C'est l'univers littéraire de l'écrivain Osamu Dazai qui est ici porté à l'écran. Au travers de l'amour Sachi pour son mari, dans le Tokyo d'après guerre, la Femme de Villon propose au spectateur le portrait de deux natures qui s'opposent, se confrontent et s'appellent.
Sachi est une épouse japonaise modèle, dévouée à son mari et prête à tout endurer au nom de l'amour qu'elle lui porte. Et il lui en faudra pour surmonter les difficultés que lui apporte son mari ! Ce n'est pas l'absence d'amour qui le pousse à la boisson, à l'infidélité ou au vol, ce sont ses profondes pulsions auto-destructrices... C'est on âme d'écrivain torturé, qui l'interroge régulièrement sur ce que la mort a à lui proposer. Face à cette montagne de sabotage se dresse une montagne d'amour et de courage... Sachi est presque son alter-ego dans la voie positive, le négatif de Otani, elle est une pulsion de vie brute et généreuse.
Ce qu'il y a de beau dans La Femme de Villon, c'est sa capacité à esquiver tout mélo. Loin d'être une histoire sur la déchirure du couple ou un amour agonisant, il préfère aborder ce couple en difficulté sous le regard bien différent de l'équilibre. S'ils sont opposés, Sachi et Otani ne sont pas ennemis pour autant. Bien au contraire, ils se complètent et offrent à l'autre le contrepoids nécessaire pour atteindre l'équilibre.
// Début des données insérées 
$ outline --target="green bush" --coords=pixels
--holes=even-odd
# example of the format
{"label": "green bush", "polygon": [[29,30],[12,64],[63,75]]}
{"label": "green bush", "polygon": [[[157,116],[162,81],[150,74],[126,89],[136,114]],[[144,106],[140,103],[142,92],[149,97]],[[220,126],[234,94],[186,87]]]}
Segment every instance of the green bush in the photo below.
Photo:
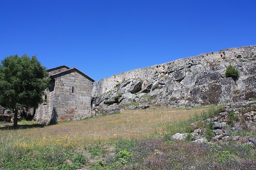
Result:
{"label": "green bush", "polygon": [[225,73],[225,76],[227,77],[231,77],[233,78],[236,78],[239,76],[238,71],[236,68],[232,65],[228,67]]}

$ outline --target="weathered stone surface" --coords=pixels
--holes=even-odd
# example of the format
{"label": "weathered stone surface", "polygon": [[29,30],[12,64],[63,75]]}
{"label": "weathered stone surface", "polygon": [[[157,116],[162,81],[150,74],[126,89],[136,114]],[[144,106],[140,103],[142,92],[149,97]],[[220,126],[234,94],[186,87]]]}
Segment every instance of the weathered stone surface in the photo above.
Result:
{"label": "weathered stone surface", "polygon": [[11,122],[12,116],[9,115],[0,115],[0,122]]}
{"label": "weathered stone surface", "polygon": [[145,103],[148,101],[148,97],[143,97],[140,99],[139,101],[142,103]]}
{"label": "weathered stone surface", "polygon": [[186,76],[186,73],[184,70],[175,71],[172,73],[172,77],[173,80],[180,82]]}
{"label": "weathered stone surface", "polygon": [[153,90],[157,88],[158,87],[158,86],[160,84],[160,83],[159,83],[158,81],[156,81],[153,83],[152,85],[152,86],[151,87],[150,92],[152,92]]}
{"label": "weathered stone surface", "polygon": [[256,144],[256,139],[254,137],[250,137],[249,141],[252,142],[253,144]]}
{"label": "weathered stone surface", "polygon": [[140,93],[140,94],[137,94],[136,95],[136,96],[140,98],[141,97],[142,97],[142,96],[145,96],[146,94],[147,94],[147,93]]}
{"label": "weathered stone surface", "polygon": [[247,58],[237,58],[236,59],[236,61],[237,62],[248,62],[249,60]]}
{"label": "weathered stone surface", "polygon": [[126,107],[126,109],[130,110],[135,110],[138,108],[137,106],[130,106]]}
{"label": "weathered stone surface", "polygon": [[212,125],[213,128],[215,129],[220,129],[222,127],[221,123],[218,122],[213,122],[212,123]]}
{"label": "weathered stone surface", "polygon": [[5,108],[0,105],[0,115],[4,114],[5,110]]}
{"label": "weathered stone surface", "polygon": [[216,135],[219,135],[223,133],[222,130],[221,129],[215,129],[213,130],[213,132]]}
{"label": "weathered stone surface", "polygon": [[132,99],[135,99],[136,97],[136,95],[133,94],[132,94],[131,92],[129,92],[124,93],[122,95],[122,97],[121,99],[122,100],[128,100],[130,99],[131,100]]}
{"label": "weathered stone surface", "polygon": [[235,132],[238,130],[243,130],[243,128],[240,127],[231,128],[231,130],[233,132]]}
{"label": "weathered stone surface", "polygon": [[226,136],[223,137],[221,138],[221,140],[222,140],[223,142],[227,142],[231,140],[231,138],[229,136]]}
{"label": "weathered stone surface", "polygon": [[222,134],[219,135],[216,135],[213,137],[213,140],[216,141],[221,139],[223,137],[223,135]]}
{"label": "weathered stone surface", "polygon": [[227,126],[227,123],[226,122],[221,122],[220,123],[221,124],[221,127],[223,127]]}
{"label": "weathered stone surface", "polygon": [[199,139],[196,139],[192,141],[193,142],[196,143],[203,143],[204,142],[208,142],[207,139],[205,137],[202,137]]}
{"label": "weathered stone surface", "polygon": [[134,93],[141,90],[142,82],[140,80],[135,80],[132,82],[132,85],[129,88],[128,91],[131,93]]}

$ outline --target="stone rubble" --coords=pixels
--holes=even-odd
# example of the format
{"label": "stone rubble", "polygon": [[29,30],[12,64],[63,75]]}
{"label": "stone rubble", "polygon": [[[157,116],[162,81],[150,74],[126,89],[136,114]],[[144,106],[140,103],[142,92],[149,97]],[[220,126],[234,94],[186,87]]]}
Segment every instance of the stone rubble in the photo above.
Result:
{"label": "stone rubble", "polygon": [[[245,130],[255,130],[256,129],[256,106],[255,104],[256,101],[242,101],[227,103],[225,107],[226,108],[231,108],[230,110],[226,110],[227,112],[221,112],[218,114],[218,117],[208,118],[202,121],[206,123],[212,123],[212,128],[214,129],[212,132],[214,136],[211,140],[208,140],[204,137],[204,129],[197,129],[194,132],[191,133],[194,136],[194,140],[193,142],[198,141],[205,142],[215,141],[218,142],[228,142],[231,141],[239,141],[239,136],[230,136],[231,132],[236,132]],[[232,124],[229,122],[229,118],[231,113],[232,116],[237,116],[236,120]],[[243,123],[241,124],[241,120],[244,121]],[[213,122],[217,121],[218,122]],[[195,126],[196,123],[191,124],[191,126]],[[243,128],[242,127],[245,127]],[[245,128],[245,127],[247,127]],[[249,128],[249,129],[248,129]],[[201,134],[201,135],[200,134]],[[175,140],[185,140],[188,134],[177,133],[173,135],[171,138]],[[250,144],[252,146],[256,145],[256,139],[252,137],[247,137],[247,141],[244,143],[244,144]]]}

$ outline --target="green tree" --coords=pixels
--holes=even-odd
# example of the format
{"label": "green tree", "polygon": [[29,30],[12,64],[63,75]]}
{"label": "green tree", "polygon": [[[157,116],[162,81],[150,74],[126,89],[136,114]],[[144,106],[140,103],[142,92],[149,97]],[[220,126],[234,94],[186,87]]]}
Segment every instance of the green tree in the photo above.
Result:
{"label": "green tree", "polygon": [[230,65],[227,68],[225,76],[227,77],[236,78],[239,76],[239,73],[236,68]]}
{"label": "green tree", "polygon": [[35,56],[6,57],[0,64],[0,105],[13,109],[13,127],[17,127],[18,111],[43,102],[44,91],[50,86],[45,68]]}

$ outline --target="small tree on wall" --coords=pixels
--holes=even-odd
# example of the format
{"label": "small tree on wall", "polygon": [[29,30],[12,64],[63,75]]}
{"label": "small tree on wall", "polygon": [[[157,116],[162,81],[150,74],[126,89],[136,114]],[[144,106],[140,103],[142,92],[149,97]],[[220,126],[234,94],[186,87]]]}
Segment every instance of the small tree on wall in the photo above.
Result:
{"label": "small tree on wall", "polygon": [[239,77],[239,73],[237,69],[230,65],[227,68],[226,72],[225,72],[225,76],[227,77],[237,78]]}
{"label": "small tree on wall", "polygon": [[0,105],[14,111],[13,127],[17,128],[18,111],[44,101],[44,90],[50,86],[48,73],[35,56],[26,54],[7,57],[0,64]]}

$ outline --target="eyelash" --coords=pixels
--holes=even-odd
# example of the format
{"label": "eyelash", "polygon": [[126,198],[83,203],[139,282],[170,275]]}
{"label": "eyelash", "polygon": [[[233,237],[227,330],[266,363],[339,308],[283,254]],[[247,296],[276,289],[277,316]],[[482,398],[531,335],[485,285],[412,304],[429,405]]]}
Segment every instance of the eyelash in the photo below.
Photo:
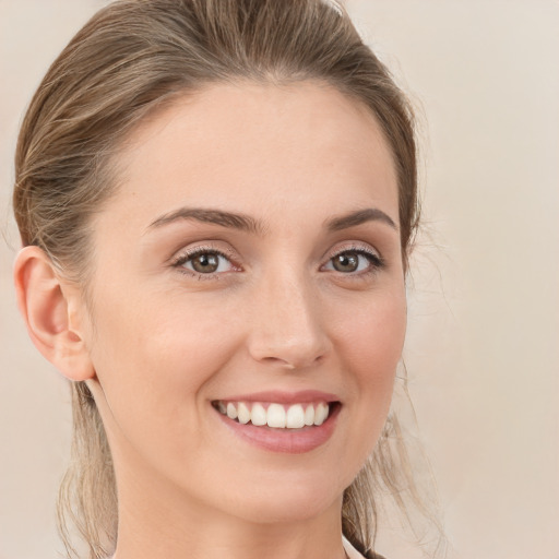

Même si traitement de la lumière de Sachi est bien supérieur à celui des pulsions auto-destructrices de son mari, La Femme de Villon, c'est bien d'équilibre dont il est question dans le film Kichitaro Negishi, d'équilibre et d'amour. Délicatement et pudiquement, La Femme de Villon nous emmène dans l'intimité tourmentée d'un couple qui s'aime, incapable de vivre l'un sans l'autre.
Sobrement, Kichitaro Negishi dévoile une mécanique de l'amour au spectateur. S'appuyant sur deux acteurs parfaits (elle, Takako Matsu et lui Tadanobu Asano), la Femme de Villon installe un rythme lancinant, comme s'il fallait savoir observer pour comprendre les forces qui animent Sachi et Otani et accepter l'idée que l'amour peut revêtir un autre visage que celui d'un roman Harlequin. Beaucoup de finesse et de belles choses dans ce film délicat, mais si nous adhérons à sa proposition et à son rythme lent, on sera cependant un poil plus septique sur la vision du japon d'après guerre, un peu trop "proprette" pour réellement convaincre. Qu'importe, Le Femme de Villon est une de ces belles histoire japonaises dans laquelle la finesse s'exprime avec douceur et pertinence. On lui préférera davantage Still Walking, plus limpide, plus fin, plus subtil encore, mais La Femme de Villon mérite très largement d'être découverte, elle est douce et discrète, mais ses qualités, comme son actrice, sont belles et touchantes !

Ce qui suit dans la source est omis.